ANALYSE – Pakistan, médiateur discret entre Washington et Téhéran

Par Olivier d’Auzon – Découvrez son dernier ouvrage chez Erick Bonnier : AFRIQUE 3.0
Le rôle du Pakistan dans l’organisation de discussions entre les États-Unis et l’Iran suscite un intérêt croissant, à mesure que se précisent les contours d’une médiation aussi inattendue que stratégique.

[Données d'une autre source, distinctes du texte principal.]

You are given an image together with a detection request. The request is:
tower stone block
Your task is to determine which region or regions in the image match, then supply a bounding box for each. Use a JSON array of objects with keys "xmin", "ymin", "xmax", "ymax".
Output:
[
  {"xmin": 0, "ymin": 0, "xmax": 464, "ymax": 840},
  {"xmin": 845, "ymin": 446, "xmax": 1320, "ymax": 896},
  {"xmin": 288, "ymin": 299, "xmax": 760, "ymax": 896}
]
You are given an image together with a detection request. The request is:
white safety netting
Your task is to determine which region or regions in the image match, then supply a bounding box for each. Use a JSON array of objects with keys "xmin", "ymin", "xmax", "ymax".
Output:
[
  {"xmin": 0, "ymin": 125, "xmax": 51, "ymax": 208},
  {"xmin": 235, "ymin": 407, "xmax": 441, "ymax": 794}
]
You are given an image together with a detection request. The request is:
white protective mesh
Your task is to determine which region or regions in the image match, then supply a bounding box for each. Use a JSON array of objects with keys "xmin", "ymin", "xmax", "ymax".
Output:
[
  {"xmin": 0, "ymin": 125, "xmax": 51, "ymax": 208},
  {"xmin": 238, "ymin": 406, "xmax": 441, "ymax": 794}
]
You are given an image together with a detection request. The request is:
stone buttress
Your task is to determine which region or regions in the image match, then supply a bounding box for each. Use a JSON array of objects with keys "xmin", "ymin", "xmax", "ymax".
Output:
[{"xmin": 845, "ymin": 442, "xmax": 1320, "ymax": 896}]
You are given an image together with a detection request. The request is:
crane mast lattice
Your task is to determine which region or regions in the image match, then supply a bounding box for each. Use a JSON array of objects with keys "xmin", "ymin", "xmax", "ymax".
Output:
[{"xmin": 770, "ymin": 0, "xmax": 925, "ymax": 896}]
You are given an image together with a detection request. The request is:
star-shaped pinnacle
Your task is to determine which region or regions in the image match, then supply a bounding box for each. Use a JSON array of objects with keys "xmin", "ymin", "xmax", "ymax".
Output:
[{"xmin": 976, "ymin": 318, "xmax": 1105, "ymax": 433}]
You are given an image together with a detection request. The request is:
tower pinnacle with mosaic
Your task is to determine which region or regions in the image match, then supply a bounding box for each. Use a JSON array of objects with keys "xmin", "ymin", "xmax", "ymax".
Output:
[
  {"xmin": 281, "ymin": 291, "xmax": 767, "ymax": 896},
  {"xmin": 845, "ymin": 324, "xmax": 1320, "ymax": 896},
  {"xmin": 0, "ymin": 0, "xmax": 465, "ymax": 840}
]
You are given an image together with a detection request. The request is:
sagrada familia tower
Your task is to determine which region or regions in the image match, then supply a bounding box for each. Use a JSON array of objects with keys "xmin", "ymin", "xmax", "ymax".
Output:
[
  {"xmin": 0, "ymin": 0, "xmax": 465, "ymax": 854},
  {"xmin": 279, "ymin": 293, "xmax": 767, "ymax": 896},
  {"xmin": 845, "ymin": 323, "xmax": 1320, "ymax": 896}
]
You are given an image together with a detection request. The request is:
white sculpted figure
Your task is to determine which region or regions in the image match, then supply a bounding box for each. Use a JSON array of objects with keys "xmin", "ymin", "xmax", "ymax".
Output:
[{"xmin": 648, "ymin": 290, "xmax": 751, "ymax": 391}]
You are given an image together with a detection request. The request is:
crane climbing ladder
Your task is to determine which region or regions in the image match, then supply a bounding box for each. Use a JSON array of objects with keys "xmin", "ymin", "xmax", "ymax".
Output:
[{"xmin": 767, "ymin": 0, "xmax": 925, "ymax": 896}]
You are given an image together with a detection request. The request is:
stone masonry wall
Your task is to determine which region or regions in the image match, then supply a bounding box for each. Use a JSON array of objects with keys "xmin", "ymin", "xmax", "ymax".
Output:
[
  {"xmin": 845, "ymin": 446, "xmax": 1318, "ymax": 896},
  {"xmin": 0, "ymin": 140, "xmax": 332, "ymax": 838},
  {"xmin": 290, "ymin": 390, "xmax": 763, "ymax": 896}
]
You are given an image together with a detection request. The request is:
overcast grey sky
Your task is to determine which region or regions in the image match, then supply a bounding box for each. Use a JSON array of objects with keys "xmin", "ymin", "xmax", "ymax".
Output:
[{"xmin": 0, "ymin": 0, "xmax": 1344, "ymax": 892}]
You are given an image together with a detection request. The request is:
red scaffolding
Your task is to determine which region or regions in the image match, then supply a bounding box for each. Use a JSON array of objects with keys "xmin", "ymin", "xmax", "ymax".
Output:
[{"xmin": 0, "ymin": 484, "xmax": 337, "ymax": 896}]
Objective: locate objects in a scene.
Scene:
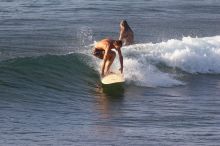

Lors d’un entretien accordé à RT à la mi-avril 2026, l’ambassadeur pakistanais Faisal Niaz Tirmizi s’est félicité d’un fait historique : Washington et Téhéran ont accepté de renouer un dialogue direct pour la première fois depuis quarante-sept ans.
Une avancée qu’il présente comme ayant permis d’éviter, au moins temporairement, une catastrophe majeure. Car, selon lui, une escalade aurait entraîné des conséquences humanitaires globales, notamment en raison d’une interruption durable des flux de pétrole et d’engrais en provenance du Golfe.
Le diplomate souligne également les risques liés à une éventuelle crise nucléaire autour de la centrale de Bushehr, qui affecterait directement le Pakistan, sans compter les six millions de Pakistanais vivant dans la région du Golfe. « La diplomatie n’est pas un événement, mais un processus », insiste-t-il, rappelant que les précédents coréen, vietnamien ou afghan ont démontré que des négociations pouvaient s’étendre sur plusieurs années avant d’aboutir.
Dans ce contexte, Islamabad aurait joué un rôle de facilitateur, cherchant à rapprocher les positions américaines et iraniennes autour d’un socle minimal d’intérêts communs. Objectif : arracher un cessez-le-feu et prévenir un embrasement régional.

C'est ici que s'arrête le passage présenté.